For the first time in nearly a decade, the Federal Reserve raised interest rates in mid-December 2015, signaling a likely rise in loan rates for small businesses, cars, mortgages and credit cards.

The cost of borrowing money is getting more expensive with the nation’s central bank raising its benchmark federal funds rate by 0.25 percent to 0.5 percent. The small hike should eventually trickle down to home mortgage rates, which have been at historic lows for years.

“If you’re on the fence, now’s the time to get off the fence and get moving,” says Sam DeBianchi, founder of DeBianchi Real Estate in South Florida, of the added motivation for potential home buyers.

How home loan rates rise

Fixed, 30-year mortgage rates aren’t directly tied to the Fed’s funds rate, but are tied to 10-year Treasury rates rather than the short-term rates the Fed controls, says Bill Kusman, mortgage president at First Bank. These Treasury rates move on expectations in the market and economic indicators, Kusman says, along with indicators from the Fed.

As of early January, or less than 30 days after the Fed’s rate increase, mortgage rates remained flat.. Mortgage rates are expected to rise, but not at a fast rate, Kusman says.

“Just because the Fed moves, it has no direct correlation to what interest rates will be,” Kusman says.

What could make long-term mortgage rates go up more is if the Fed continues increasing interest rates, he says.

A potential bigger impact, he says, is if inflation is muted and unemployment numbers rise, which could cause interest rates to drop.

While other economic indicators affect mortgage interest rates, the rates closely follow Treasury bills, and rising rates should be seen as a good thing, overall, says Dave Gorman, a Bank of America regional sales executive for the Pacific Northwest.

“If rates are going up, you’re generally seeing an economy improving,” Gorman says.

How higher rates affect home loan

A 0.25 percent increase in mortgage rates doesn’t amount to much in dollars and cents. For a $250,000 home loan, such an interest rate increase equates to $35 more per month in mortgage payments, Gorman says.

“A gradual, small increase over time isn’t going to diminish borrowers’ buying power,” he says.

Interest rates are still at historical lows, so consumers who are worried about a 0.25 percent rate increase may not be the right financial position to buy a home, Gorman says. “The cost of borrowing money right now is tremendously low,” he says.

People should buy a home they can afford, Gorman says, and not base affordability on if interest rates rise. Your circumstances determine when you should buy a house, not the economy, he says. “Not everyone can afford a home at all times,” he says.

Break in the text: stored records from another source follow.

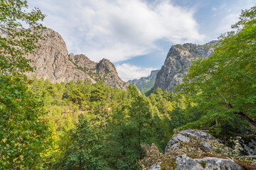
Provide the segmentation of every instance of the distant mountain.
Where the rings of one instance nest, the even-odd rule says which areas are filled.
[[[41,47],[35,54],[26,57],[34,61],[31,65],[36,67],[29,75],[48,79],[52,83],[81,79],[94,84],[102,80],[110,87],[119,89],[125,89],[129,84],[118,76],[114,65],[108,60],[95,62],[84,55],[68,55],[60,35],[50,28],[42,30],[41,35],[45,38],[38,42]]]
[[[188,74],[192,61],[208,58],[213,52],[213,46],[218,41],[211,41],[203,45],[186,43],[171,46],[164,64],[156,75],[154,89],[158,87],[163,91],[174,91],[174,86],[182,83]]]
[[[140,91],[146,92],[154,87],[156,81],[156,76],[159,69],[151,71],[148,76],[143,76],[139,79],[128,81],[129,83],[135,85]]]

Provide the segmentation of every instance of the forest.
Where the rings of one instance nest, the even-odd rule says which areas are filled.
[[[183,130],[255,132],[256,6],[242,11],[213,55],[193,63],[175,93],[146,95],[132,85],[28,77],[33,68],[23,56],[40,47],[45,16],[27,7],[23,0],[0,3],[0,31],[8,35],[0,36],[1,169],[141,169],[142,146],[164,152]]]

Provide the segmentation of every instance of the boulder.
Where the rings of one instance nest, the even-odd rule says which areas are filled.
[[[210,151],[212,148],[210,144],[207,142],[209,140],[217,141],[216,138],[209,133],[201,130],[187,130],[178,133],[170,140],[165,149],[165,153],[168,153],[170,151],[169,149],[171,149],[171,152],[175,152],[175,151],[180,149],[178,146],[181,142],[189,142],[192,138],[200,139],[202,141],[201,144],[204,149],[209,151]]]
[[[204,157],[192,159],[186,155],[176,159],[175,170],[199,170],[199,169],[227,169],[242,170],[240,166],[230,159],[217,157]]]

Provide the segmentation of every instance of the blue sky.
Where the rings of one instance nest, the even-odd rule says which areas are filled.
[[[255,0],[28,0],[68,52],[106,58],[127,81],[160,69],[172,45],[204,44],[230,30]]]

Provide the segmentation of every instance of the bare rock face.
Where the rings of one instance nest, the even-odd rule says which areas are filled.
[[[103,80],[111,87],[125,89],[129,85],[119,76],[112,63],[103,59],[99,63],[91,61],[84,55],[68,55],[62,37],[55,31],[47,28],[41,30],[45,38],[38,42],[41,47],[27,58],[33,60],[31,65],[36,69],[28,75],[48,79],[52,83],[69,82],[78,79],[94,84]]]
[[[213,45],[217,41],[211,41],[203,45],[191,43],[171,46],[164,64],[156,78],[154,89],[174,91],[174,86],[182,83],[184,75],[188,74],[191,62],[199,58],[208,58],[213,52]]]
[[[206,150],[209,151],[211,150],[211,145],[207,142],[209,140],[217,141],[217,140],[209,133],[201,130],[187,130],[178,133],[169,140],[165,149],[165,152],[167,153],[169,149],[175,152],[180,149],[179,144],[181,142],[189,142],[191,138],[200,139],[202,141],[202,147]]]
[[[193,139],[200,142],[200,146],[193,143]],[[165,159],[164,162],[154,163],[149,169],[150,170],[175,169],[175,170],[201,170],[201,169],[243,169],[232,159],[209,154],[212,149],[210,141],[217,142],[217,139],[210,134],[201,130],[187,130],[175,135],[168,142],[166,147]],[[191,149],[186,153],[179,153],[184,143],[191,142],[196,147],[204,150],[204,154],[195,154]],[[192,146],[191,145],[191,146]],[[181,147],[181,148],[179,148]],[[168,156],[169,155],[169,156]],[[171,155],[171,157],[170,157]],[[252,165],[251,165],[252,166]],[[254,166],[252,166],[254,167]]]
[[[176,170],[199,169],[228,169],[242,170],[242,167],[230,159],[204,157],[192,159],[186,155],[178,157],[176,159]]]
[[[154,87],[156,77],[159,69],[152,70],[148,76],[142,76],[139,79],[129,80],[128,82],[135,85],[140,91]]]

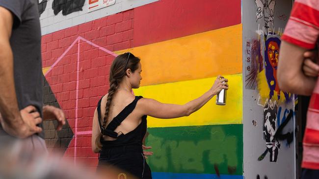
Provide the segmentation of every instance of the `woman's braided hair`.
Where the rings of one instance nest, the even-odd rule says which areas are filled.
[[[104,118],[100,119],[103,124],[102,127],[104,129],[105,129],[106,127],[112,99],[119,87],[120,83],[126,75],[126,70],[128,69],[131,69],[131,70],[134,72],[138,68],[138,63],[140,61],[139,58],[130,52],[125,53],[118,56],[113,61],[109,72],[109,89],[108,90]],[[100,150],[102,148],[101,140],[103,136],[103,135],[101,131],[100,135],[97,137],[95,141],[96,146]]]

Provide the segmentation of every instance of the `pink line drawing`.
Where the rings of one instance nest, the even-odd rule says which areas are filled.
[[[72,44],[70,45],[69,47],[62,53],[62,55],[56,60],[56,61],[51,66],[49,69],[44,74],[44,76],[46,76],[50,72],[52,69],[65,56],[65,55],[68,53],[70,49],[74,46],[76,44],[78,45],[78,61],[77,61],[77,89],[76,89],[76,110],[75,110],[75,126],[74,127],[74,136],[73,138],[74,139],[74,163],[75,164],[76,164],[76,157],[77,157],[77,138],[78,136],[80,135],[84,135],[92,134],[92,131],[78,131],[78,103],[79,103],[79,73],[80,73],[80,41],[83,41],[84,42],[95,47],[98,48],[99,49],[103,50],[110,55],[112,55],[115,57],[117,56],[117,55],[114,53],[114,52],[107,50],[101,46],[99,46],[92,42],[90,42],[82,37],[79,36],[78,38],[72,43]]]

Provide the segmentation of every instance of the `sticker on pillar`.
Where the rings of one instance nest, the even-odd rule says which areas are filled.
[[[94,11],[115,3],[115,0],[89,0],[88,12]]]

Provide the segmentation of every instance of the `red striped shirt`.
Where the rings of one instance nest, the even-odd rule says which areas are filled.
[[[319,37],[319,1],[296,0],[281,39],[312,49]],[[302,168],[319,170],[319,82],[309,104],[303,138]]]

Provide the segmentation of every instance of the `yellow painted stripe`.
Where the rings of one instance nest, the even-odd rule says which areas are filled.
[[[242,74],[225,76],[229,80],[226,105],[218,106],[213,97],[203,108],[189,116],[162,119],[148,117],[151,128],[241,124],[242,121]],[[136,95],[153,98],[162,103],[184,104],[209,90],[215,77],[140,87]]]
[[[43,73],[43,74],[46,74],[47,71],[48,71],[48,70],[49,70],[49,69],[50,69],[50,67],[51,67],[42,68],[42,73]]]
[[[242,72],[242,25],[115,52],[141,58],[149,86]]]

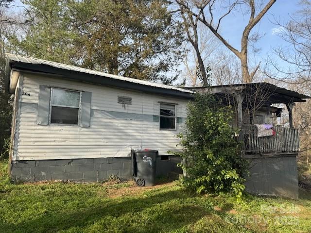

“I never think it’s right to time the market at the best time and the best rate,” Gorman says.

Short-term rate effects

Adjustable rate mortgages, or ARMs, more closely follow Fed moves and are rising more rapidly than fixed-rate mortgages, Kusman says.

Since October, five-year ARMs are up 0.375 to 0.50 percent through early January to 3 percent, he says.

A bigger increase of 0.75 percent increases a monthly mortgage payment on a $200,000 loan by $83, Kusman says. ARMs are currently about 0.75 percent less than 30-year fixed rates, which is the gap where ARMs are a better deal, he says.

But if the Fed continues raising interest rates, fewer homeowners will want to refinance their home loans, Kusman says, though they may want to get out of rising ARMs.

Harder to qualify for loans

Another possible result of higher interest rates is that with higher payments, more people may drop out of the housing market because they can’t afford the higher payments or they don’t qualify for a higher loan.

“As rates go up, fewer people will qualify for mortgages,” Kusman says.

Higher home loan payments can increase a debt-to-income ratio, preventing some people from qualifying for a loan.

Will home price gains slow?

Having less buying power could slow the rise of home prices, as fewer people shop for homes.

“I think it is definitely going to slow things down a little bit, but that’s a healthy thing,” says DeBianchi, the real estate agent.

That could lead to less competition in hot markets, potentially lessening home price increases and making homes a bit more affordable even as loan costs increase. For fence-sitters, it can be motivation to buy a home at interest rates that are still at historical lows.

Don’t expect rapid interest rate hikes. The Fed has forecast that interest rates will rise by a quarter-point roughly every three months this year, a gradual rise that may take some time to hit mortgage rates.